La serrure sous l’infini de vos clefs
Libéra un python ondulant dans sa nasse.
Ne nous dites surtout pas : « Bonsoir. »
p.601
LE POÈME PULVÉRISÉ
LES TROIS SŒURS
Mon amour à la robe de phare bleu,
je baise la fièvre de ton visage
où couche la lumière qui jouit en secret.
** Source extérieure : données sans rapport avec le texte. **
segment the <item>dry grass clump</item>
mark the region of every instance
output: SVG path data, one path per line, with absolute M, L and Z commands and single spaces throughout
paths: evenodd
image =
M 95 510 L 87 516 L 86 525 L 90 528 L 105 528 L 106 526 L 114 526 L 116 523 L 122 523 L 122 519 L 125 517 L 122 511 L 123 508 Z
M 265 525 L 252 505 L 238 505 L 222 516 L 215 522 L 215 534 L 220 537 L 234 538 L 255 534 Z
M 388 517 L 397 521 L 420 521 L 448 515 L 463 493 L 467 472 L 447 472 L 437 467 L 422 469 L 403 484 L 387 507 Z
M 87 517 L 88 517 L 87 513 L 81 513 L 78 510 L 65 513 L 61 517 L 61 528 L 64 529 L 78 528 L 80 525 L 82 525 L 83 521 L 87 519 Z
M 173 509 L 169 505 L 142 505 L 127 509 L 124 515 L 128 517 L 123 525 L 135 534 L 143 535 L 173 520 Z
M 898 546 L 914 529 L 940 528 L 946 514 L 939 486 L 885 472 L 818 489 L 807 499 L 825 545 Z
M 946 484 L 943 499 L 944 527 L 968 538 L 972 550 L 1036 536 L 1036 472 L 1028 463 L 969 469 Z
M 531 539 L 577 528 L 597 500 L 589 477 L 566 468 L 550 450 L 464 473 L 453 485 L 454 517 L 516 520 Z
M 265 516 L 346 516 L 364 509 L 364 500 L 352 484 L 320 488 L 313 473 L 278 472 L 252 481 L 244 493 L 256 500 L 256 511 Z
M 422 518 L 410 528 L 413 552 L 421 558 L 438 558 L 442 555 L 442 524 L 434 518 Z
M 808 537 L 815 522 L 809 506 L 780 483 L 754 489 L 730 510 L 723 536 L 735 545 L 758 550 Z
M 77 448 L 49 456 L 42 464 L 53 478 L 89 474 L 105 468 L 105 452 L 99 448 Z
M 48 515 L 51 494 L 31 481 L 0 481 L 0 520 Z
J'aime et je sanglote. Je suis vivant
et c'est ton cœur cette Étoile du Matin
à la durée victorieuse qui rougit avant
de rompre le combat des Constellations.
Hors de toi, que ma chair devienne la voile
qui répugne au vent.
I
Dans l'urne des temps secondaires
L'enfant à naître était de craie.
La marche fourchue des saisons
Abritait d'herbe l'inconnu.
La connaissance divisible
Pressait d'averses le printemps.
Un aromate de pays
Prolongeait la fleur apparue.
Communication qu'on outrage,
Ecorce ou givre déposés ;
L'air investit, le sang attise ;
L'œil fait mystère du baiser.
Donnant vie à la route ouverte,
Le tourbillon vint aux genoux ;
Et cet élan, le lit des larmes
S'en emplit d'un seul battement….
p.249-250
Placard pour un chemin des écoliers
ALLÉE DU CONFIDENT
II
Elle haletait
Tu marches comme un incendie de forêt
Puma mon bien-aimé
Comment te suivre
Aussitôt les pierres se gonflèrent à éclater
Les crottins s'enfuirent
Les buissonnées s'embrasèrent
À la cime d'un cèdre un phare sauvage s'alluma
Le ciel en nage asséna sa fumée
À l'orge des yeux les plus exténués du monde
Pieds blessés de trébucher
Menues mains de se débattre
Chance
Par le tuyau dévoué de l'amour
Bien-aimé entendit
Et tout droit se dressa
Oh son front sublime de havane fumé
Oh sa gorge de forge de fée
Le ciel fou recula
La bave de feu se terra
Une buée d'ossements parut dansa avec des nains
Une prunelle d'eucalyptus devint une lune embaumée
Fillettes hardies
C'est bien d'être imprudentes
Mais pour l'amour
De votre puma
À vos lèvres mouillez la flamme
Quand en image elle y fleurit.
p.92-93
D’UN MÊME LIEN
Atome égaré, arbrisseau,
Tu grandis, j’ai droit de parcours.
A l’enseigne du pré qui boit,
Peu instruits nous goûtions, enfants,
De pures clartés matinales.
L’amour qui prophétisa
Convie le feu à tout reprendre.
O fruit envolé de l’érable
Ton futur est un autrefois.
Tes ailes sont flammes défuntes,
Leur morfil amère rosée.
Vient la pluie de résurrection !
Nous vivons, nous, de ce loisir.
Lune et soleil, frein ou fouet,
Dans un ordre halluciné.
p.52
PYRÉNÉES
Montagne des grands abusés,
Au sommet de vos tours fiévreuses
Faiblit la dernière clarté.
Rien que le vide et l'avalanche,
La détresse et le regret !
Tous ces troubadours mal-aimés
Ont vu blanchir dans un été
Leur doux royaume pessimiste.
Ah ! la neige est inexorable
Qui aime qu'on souffre à ses pieds,
Qui veut que l'on meure glacé
Quand on a vécu dans les sables.
p.304
EN TRENTE-TROIS MORCEAUX 1956
III
Des yeux purs dans les bois
Cherchent en pleurant la tête habitable.